Can a smart card be used securely for multiple applications (and among multiple companies)? End users are demanding such interoperability, and they also want openness to switch out their access control systems in the future without being “locked in” to one vendor.
Those are the goals of the LEAF Identity consortium, a collection of companies that can share encrypted access codes for numerous applications to enable MIFARE DESFire EV2 chip cards to be used across multiple vendors.
Smart card systems - more secure
Almost everyone in the industry now knows that low-frequency (125 kHz) “prox” cards are not secure; in fact, low-cost cloning equipment is readily and inexpensively available. As the industry transitions to encrypted cards, challenges of interoperability persist.
Keeping smart card systems more secure are encrypted “keys” – strings of 32 alphanumeric characters encoded onto the card chips. Information is exchanged via radio frequency (RF) in a challenge-response interaction when a card is presented to a reader. The most recent EV2 card enables one encrypted key to be used for up to 16 devices (and among a variety of manufacturers).
|LEAF Identity Consortium enables interoperability with encrypted Smart Cards|
LEAF consortium enables encryption sharing using protocols that ensure each manufacturer’s systems can interface with a card chip in the same way. Specifically, each card has a “shared data structure,” which means that the location of information is arranged on a card chip in a predictable and consistent manner. Member companies adhere to that structure in order to be interoperable using a single credential. There are no license fees or intellectual property rights involved.
The approach involves a LEAF Custom Cryptographic (Cc), a “secret” key owned by the end user but managed by a third party.

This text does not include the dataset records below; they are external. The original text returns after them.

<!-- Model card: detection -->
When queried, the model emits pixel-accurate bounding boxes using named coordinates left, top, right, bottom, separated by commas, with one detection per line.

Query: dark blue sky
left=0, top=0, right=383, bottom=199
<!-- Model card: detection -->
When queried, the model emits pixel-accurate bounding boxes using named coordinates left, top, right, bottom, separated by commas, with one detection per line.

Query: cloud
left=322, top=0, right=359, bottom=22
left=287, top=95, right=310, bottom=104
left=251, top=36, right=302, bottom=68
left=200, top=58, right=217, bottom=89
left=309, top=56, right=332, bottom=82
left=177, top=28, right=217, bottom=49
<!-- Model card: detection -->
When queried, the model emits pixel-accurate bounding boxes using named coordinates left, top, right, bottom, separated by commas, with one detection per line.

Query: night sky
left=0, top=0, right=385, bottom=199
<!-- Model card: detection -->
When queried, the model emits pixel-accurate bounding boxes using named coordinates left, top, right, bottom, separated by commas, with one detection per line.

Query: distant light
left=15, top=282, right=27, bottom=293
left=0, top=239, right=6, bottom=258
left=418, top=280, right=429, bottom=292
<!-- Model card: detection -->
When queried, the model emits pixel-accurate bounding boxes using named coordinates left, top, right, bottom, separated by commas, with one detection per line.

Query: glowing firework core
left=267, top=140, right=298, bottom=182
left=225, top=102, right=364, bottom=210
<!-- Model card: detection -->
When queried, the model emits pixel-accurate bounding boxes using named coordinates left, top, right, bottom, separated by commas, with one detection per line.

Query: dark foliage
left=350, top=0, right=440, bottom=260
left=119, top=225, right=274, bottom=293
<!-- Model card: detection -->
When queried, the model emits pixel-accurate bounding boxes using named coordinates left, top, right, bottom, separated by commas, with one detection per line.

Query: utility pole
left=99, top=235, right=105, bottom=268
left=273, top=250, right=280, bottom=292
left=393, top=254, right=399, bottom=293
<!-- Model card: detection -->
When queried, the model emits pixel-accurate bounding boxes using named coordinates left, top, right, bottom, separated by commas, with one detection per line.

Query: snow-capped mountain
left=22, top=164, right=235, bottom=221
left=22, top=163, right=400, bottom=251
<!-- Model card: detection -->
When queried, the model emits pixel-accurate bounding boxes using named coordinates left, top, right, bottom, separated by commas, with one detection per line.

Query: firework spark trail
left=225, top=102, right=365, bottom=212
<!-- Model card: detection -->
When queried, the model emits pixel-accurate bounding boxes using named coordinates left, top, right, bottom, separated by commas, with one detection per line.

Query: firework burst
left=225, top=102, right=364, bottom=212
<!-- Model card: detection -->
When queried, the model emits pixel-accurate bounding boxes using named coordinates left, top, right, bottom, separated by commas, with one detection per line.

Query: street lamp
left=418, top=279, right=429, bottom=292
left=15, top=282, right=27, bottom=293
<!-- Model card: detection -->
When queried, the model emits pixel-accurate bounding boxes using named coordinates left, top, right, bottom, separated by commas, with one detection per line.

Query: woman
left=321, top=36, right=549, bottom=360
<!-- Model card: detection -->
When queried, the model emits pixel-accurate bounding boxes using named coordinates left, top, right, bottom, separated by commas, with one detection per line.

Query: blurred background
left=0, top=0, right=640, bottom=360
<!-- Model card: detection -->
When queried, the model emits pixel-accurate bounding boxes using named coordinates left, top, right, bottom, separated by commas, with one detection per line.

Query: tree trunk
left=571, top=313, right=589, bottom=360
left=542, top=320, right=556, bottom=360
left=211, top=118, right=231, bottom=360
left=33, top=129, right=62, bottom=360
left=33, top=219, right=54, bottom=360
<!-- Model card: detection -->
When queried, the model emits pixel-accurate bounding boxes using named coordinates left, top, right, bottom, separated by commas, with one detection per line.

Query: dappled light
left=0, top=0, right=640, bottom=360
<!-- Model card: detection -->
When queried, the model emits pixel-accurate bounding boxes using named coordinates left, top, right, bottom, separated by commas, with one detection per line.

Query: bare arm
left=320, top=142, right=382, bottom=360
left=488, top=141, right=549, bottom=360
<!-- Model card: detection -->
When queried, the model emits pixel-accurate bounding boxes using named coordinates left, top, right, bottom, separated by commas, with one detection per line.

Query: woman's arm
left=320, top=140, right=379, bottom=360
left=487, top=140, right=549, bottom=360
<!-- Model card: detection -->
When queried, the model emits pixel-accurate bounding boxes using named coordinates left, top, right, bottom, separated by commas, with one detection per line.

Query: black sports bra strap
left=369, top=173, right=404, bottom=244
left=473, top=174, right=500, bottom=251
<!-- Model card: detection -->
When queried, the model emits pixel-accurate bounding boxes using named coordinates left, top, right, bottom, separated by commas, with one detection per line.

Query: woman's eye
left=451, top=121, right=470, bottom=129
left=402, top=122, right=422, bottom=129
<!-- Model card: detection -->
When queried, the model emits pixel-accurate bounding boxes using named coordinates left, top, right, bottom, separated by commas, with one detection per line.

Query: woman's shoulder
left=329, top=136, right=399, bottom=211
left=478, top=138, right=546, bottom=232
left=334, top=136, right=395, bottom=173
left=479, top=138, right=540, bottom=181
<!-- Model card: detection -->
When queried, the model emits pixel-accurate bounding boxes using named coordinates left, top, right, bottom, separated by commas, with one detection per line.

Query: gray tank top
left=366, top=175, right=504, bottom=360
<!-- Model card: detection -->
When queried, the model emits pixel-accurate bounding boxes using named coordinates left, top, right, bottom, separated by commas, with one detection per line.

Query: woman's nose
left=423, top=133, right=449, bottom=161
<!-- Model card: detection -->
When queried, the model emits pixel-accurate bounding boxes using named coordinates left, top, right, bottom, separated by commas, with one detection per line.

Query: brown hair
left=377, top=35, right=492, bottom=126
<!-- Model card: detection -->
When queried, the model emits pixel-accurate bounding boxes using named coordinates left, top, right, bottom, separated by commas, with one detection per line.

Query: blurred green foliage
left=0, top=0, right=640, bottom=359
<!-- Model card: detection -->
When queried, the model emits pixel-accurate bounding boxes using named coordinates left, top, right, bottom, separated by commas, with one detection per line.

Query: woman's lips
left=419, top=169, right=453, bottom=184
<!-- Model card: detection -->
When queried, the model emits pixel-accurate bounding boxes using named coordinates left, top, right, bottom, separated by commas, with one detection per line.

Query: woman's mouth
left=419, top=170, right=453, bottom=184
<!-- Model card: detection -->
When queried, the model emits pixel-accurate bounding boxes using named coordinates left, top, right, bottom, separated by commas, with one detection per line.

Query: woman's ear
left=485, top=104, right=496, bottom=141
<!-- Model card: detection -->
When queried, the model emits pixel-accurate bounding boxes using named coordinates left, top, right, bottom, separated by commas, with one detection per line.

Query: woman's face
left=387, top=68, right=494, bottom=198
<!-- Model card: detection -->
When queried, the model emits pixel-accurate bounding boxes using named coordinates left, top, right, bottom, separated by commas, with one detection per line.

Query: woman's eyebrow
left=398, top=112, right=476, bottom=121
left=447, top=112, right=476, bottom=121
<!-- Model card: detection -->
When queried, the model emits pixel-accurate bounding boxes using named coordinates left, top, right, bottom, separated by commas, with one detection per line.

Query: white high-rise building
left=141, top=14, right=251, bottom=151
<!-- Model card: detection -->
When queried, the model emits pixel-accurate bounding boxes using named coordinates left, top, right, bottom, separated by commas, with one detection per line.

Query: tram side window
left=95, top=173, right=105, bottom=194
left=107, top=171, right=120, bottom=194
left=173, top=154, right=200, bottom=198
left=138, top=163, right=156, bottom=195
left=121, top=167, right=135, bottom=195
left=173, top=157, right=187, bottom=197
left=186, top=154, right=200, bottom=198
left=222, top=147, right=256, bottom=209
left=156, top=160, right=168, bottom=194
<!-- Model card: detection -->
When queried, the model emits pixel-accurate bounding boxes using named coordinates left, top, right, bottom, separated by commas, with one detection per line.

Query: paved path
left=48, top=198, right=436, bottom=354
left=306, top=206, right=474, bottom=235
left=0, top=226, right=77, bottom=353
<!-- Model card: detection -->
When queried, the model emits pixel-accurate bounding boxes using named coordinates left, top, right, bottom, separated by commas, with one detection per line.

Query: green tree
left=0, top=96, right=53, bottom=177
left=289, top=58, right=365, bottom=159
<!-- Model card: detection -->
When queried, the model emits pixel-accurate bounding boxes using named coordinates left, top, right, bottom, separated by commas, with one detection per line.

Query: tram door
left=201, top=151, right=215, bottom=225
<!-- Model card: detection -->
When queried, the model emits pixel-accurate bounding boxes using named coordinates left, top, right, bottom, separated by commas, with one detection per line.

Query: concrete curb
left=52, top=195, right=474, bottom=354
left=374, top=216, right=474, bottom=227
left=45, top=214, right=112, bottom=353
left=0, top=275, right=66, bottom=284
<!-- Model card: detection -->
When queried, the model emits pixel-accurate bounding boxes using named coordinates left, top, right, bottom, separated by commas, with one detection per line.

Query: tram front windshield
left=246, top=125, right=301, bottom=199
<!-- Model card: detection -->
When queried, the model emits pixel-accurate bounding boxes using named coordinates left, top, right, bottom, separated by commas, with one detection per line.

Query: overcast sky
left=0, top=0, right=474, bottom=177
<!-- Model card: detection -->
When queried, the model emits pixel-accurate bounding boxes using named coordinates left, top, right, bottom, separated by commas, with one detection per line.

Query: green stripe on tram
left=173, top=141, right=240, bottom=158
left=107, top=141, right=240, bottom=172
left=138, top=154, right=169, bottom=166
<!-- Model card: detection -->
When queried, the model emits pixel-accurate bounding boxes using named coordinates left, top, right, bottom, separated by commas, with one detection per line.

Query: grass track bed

“When we present these concepts to integrators, they realize that, first, they need to get their clients to pay attention to the risks around proximity cards and to migrate to encrypted card technology,” says Laurie Aaron, Executive Vice President, WaveLynx Technologies Corp. “Then we explain the benefits of custom-owned keys and of the LEAF data structure. Then integrators can differentiate themselves by selling the value of the end user staying in control and having unlimited interoperability.”
Access control manufacturer WaveLynx is implementing the LEAF concept, which is the brainchild of CEO Hugo Wendling, who saw the advantages of leveraging the ability of an EV2 chip card to authenticate access to multiple applications.
Key management service
WaveLynx set up the specification, maintains the website, and is involved when a manufacturer wants to become LEAF-enabled. They provide a key management service (for life) to end users based on LEAF capabilities.
End users “own” the keys and can ask to share them with any other manufacturer. Sharing a key involves two key custodians (engineers), each of whom only has access to half of the encrypted key in order to keep it secure.
The LEAF consortium provides a way for smaller manufacturers to work together to increase their market share without putting anyone’s intellectual property at risk. Working together, smaller manufacturers can assemble systems to compete more effectively with larger manufacturers. In effect, they combine their capabilities rather than compete.
LEAF Consortium partners include Allegion, ASSA ABLOY, Brivo, Eline by DIRAK, Linxens, RFIDeas, and Telaeris. Biometric partners include Idemia and IrisID. Biometric devices may either store their biometric on the card or on a central database and access it through the badge number. The LEAF standard continues to evolve in terms of where a biometric template is stored on the chip.
Although the standard does not currently offer mobile credentials, mobile functionality will be available by the second quarter of 2021 (or sooner).